Desensitized to Violence

China Daily Front Page June 13th. Below the fold it says that the boy is injured and waiting for treatment.

This is the front page of today’s English China Daily, and it stands as a reminder that there are some things which get censored in the United States that don’t in China.

American journalism’s censorship is self-imposed, and there are notable exceptions, but the operational rationale is that graphic images are too emotional, and tend to obscure the objectivity of reporting. As a result dead bodies almost never appear in newspapers or on TV.

Chinese media is different. It’s not uncommon, though still not particularly common, to see dead and bloody bodies. Disaster stories, car accidents, terrorist acts, suicides—I’ve even seen pictures of self-immolation—these stories are often accompanied by gory pictures.

In the west, not everyone agrees with the no bodies policy. Some say that gruesome pictures show the reality of human brutality. Some go further, saying not publishing bodies is akin to providing political cover for war. It is true that in the US media publishing the bodies of US soldiers is the most taboo of all. Even pictures of caskets raise alarms. To the media’s credit, they acknowledge the difficulty of the decision and publish open discussions.
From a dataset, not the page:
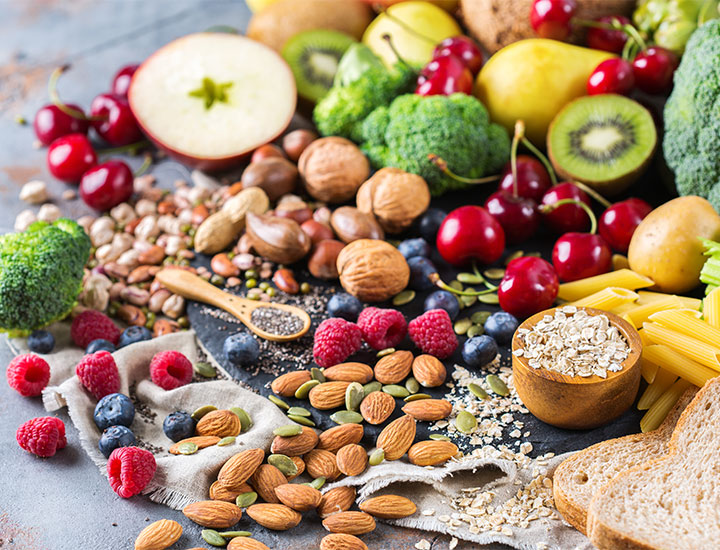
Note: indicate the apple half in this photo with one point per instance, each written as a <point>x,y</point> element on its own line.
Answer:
<point>209,99</point>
It’s hard to tell how or where this debate is taking place in China. They aren’t publishing complete disembowelment, or anything quite that graphic, so there are clearly guidelines, if not rules. At the very least, it’s fair to say the media here has taken a more liberal attitude toward showing the human cost of events.

A cynic could say that China’s stance is politically motivated. Chinese media a decade ago was famous for reporting only good news about China, and only bad news about other places. And while that is less and less true everyday, especially with the growth of commercial media, today’s picture is of a boy injured in a terrorist attack in Pakistan.

It’s hard to say where the line should be drawn for what’s too graphic to publish, but after years of seeing war depicted as smoke, bullet holes, and burning cars, I find the shock of dead bodies re-sensitizing.